Parmi les particularités de l'ouvrage ou les spécificités américaines, on peut mentionner : les butées antisismiques entre le tablier et les pylônes,

les amortisseurs présents à côté de l'ancrage (photo ci-dessous) :

l'absence de corniches (les bords du tablier sont simplement laissés en béton brut) :

le dispositif de collecte des eaux usés plutôt rudimentaires (des simples trous de part et d'autre de la dalle béton (directement en contact avec les véhicules sans étanchéité ni couche de roulement) :

les assemblages boulonnés sur les poutres métalliques constituant les viaducs d'accès ainsi que sur le pont principal :

des joints de chaussées peu habituels en France

5. Documents rapportés Un CD-Rom et une version papier de toutes les présentations effectuées ont été remis à l'ensemble des participants. Ils sont disponibles chez Pierre Marchand (bureau 823, tel : 3454) ou Pascal Charles (bureau 703, tel : 3279).
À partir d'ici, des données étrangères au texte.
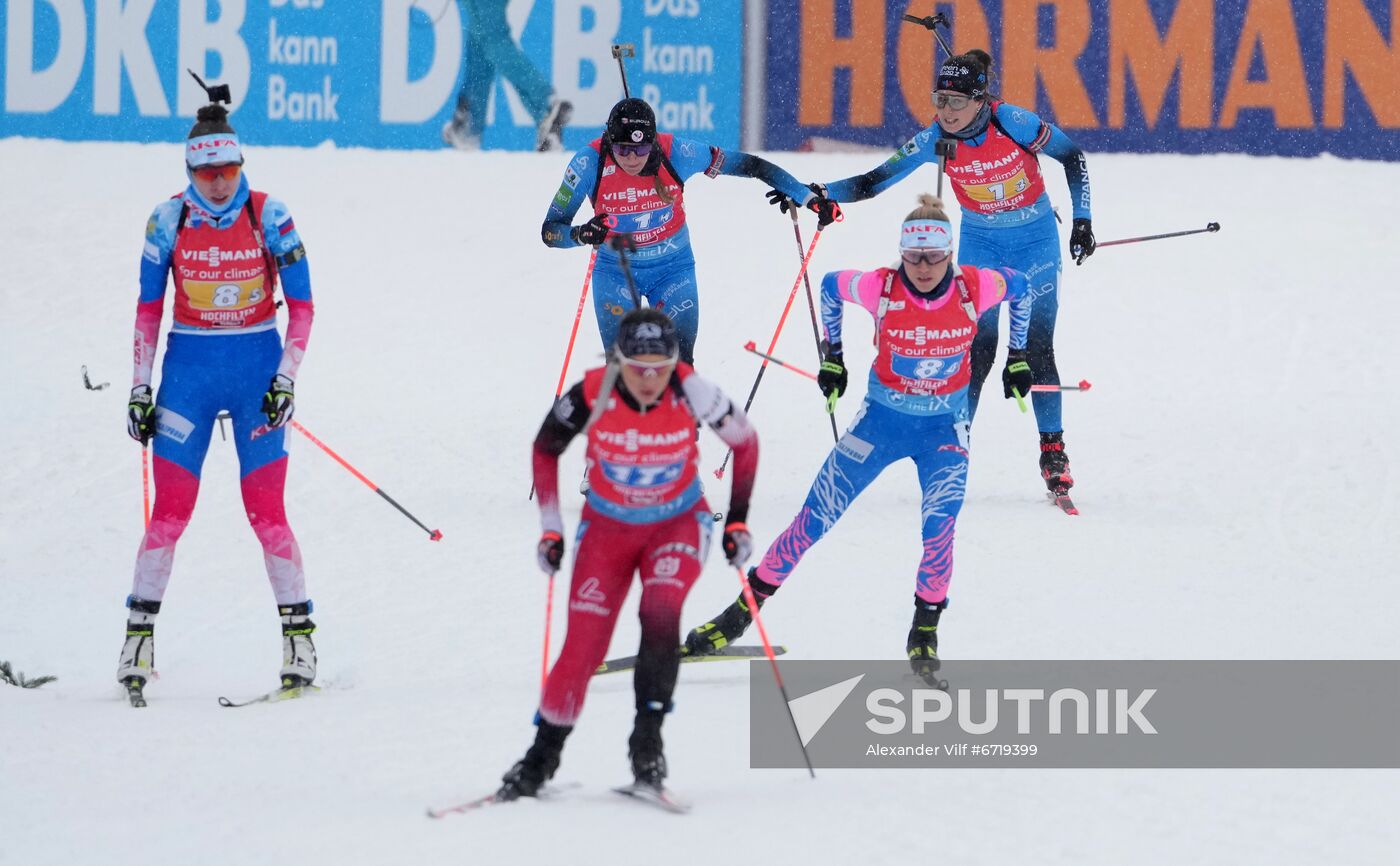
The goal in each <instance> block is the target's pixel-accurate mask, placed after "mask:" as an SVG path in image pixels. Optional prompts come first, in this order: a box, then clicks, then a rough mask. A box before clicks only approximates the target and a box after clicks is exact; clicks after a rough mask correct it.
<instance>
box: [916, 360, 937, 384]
mask: <svg viewBox="0 0 1400 866" xmlns="http://www.w3.org/2000/svg"><path fill="white" fill-rule="evenodd" d="M942 368H944V362H942V361H941V360H938V358H924V360H923V361H920V362H918V367H916V368H914V376H917V378H920V379H932V378H934V376H937V375H938V372H939V371H941V369H942Z"/></svg>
6. La ville de Charleston Baigné par un soleil radieux et un climat quasi tropical, Charleston est une ville où il fait bon se promener (le matin ou le soir quand il ne fait pas trop chaud). De magnifiques villas (les plus anciennes datent du 18ème siècle) témoignent de la richesse des planteurs d'autrefois (coton et riz essentiellement). Fief sudiste pendant la guerre de sécession, la ville a vécu de nombreux affrontements terrestres ou maritimes. La première attaque sous-marine (victorieuse puisque le bateau cible a été coulé mais le sous-marin n'est jamais rentré au port) a eu lieu au large de Charleston pendant la guerre de sécession. Aujourd'hui l'océan atlantique est redevenu paisible, seulement agrémenté du balai des dauphins qui apprécient visiblement l'eau à 25 degrés.